Agadir: tremblement de terre du 29 février 1960

Le témoignage de Jean-Marie JUANICO


Je suis né le 15 août 1943 à KHOURIBGA (MAROC).

Voici le récit de mon témoignage du tremblement de terre de février 1960 ainsi que mes souvenirs.

J'ai vécu trois époques dans cette ville bien aimée d’Agadir de 1948 à 1973.

L'époque d'AVANT - 1948 à 1958

Je suis arrivé à Agadir en 1948, mes parents ont acheté un bout de terre de dix hectares aux OULED-TEIMA qu'ils ont défriché entièrement à la sueur de leurs fronts et bâti une maison modeste pierre par pierre, de vrais pionniers comme tant d' autres colons des OULED-TEIMA

Le temps que la petite maison dans la prairie soit habitable, j'étais pensionnaire à l'école SAINTE CROIX.

Quand la petite maison dans la prairie fut terminée, je suis allé à l'école des OULED -TEIMA. Directeur et Directrice Monsieur et Madame Auguet à qui je dois tant de leur savoir.

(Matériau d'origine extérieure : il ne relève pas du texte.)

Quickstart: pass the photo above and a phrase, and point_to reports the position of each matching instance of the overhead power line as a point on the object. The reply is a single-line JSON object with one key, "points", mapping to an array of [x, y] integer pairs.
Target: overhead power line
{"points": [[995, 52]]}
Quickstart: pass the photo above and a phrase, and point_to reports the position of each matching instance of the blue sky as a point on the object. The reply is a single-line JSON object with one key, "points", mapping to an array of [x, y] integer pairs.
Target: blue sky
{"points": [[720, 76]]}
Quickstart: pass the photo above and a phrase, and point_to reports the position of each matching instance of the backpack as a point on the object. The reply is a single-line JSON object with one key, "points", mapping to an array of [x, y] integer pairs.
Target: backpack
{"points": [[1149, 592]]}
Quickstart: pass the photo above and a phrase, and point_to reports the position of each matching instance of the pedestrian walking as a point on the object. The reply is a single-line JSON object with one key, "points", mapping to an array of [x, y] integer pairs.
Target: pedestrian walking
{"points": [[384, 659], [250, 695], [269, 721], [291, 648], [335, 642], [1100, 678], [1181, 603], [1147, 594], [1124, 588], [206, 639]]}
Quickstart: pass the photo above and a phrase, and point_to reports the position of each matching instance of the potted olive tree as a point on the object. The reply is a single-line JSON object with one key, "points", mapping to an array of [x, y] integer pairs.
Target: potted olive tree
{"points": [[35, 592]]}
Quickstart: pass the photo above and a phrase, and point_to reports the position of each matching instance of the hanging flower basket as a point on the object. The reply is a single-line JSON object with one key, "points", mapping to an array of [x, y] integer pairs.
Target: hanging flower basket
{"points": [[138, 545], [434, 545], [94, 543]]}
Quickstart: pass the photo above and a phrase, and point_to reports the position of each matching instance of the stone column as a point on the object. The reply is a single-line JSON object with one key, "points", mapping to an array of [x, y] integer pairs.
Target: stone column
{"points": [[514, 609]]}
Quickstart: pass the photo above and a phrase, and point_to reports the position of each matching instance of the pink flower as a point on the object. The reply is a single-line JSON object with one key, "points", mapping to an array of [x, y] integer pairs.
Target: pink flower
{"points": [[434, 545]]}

Des OULED-TEIMA, je suis reparti sur Agadir en pension chez Monsieur et Madame HELLEN, pour aller à l'école BOSC. Mon collègue de classe était Raymond HUMEAU, (que j'ai revu en décembre 2008 chez mon ami Paul KALADGEW à SAINT- JEAN).

Après ces trois établissements Scolaires,  je suis allé à l'école d'INEZGANE, directeur Monsieur DAUBA, mon instituteur Monsieur Yvon ASCOLA, que je salue bien bas, ainsi que Monsieur ZNAIDI, mon professeur d'arabe, car ils m'ont beaucoup appris.

Mes collègues de classe furent, Antoine MORALIA, Robert VAUTRIN, Jean Claude LAMARQUE, Jacques LOLMEDE, Dominique DAUBA, Noël MENGUAL, Évelyne PINA, Arlette MATERA, ESTERE, DUPOND, DEMARET, ORGELET et tant d'autres…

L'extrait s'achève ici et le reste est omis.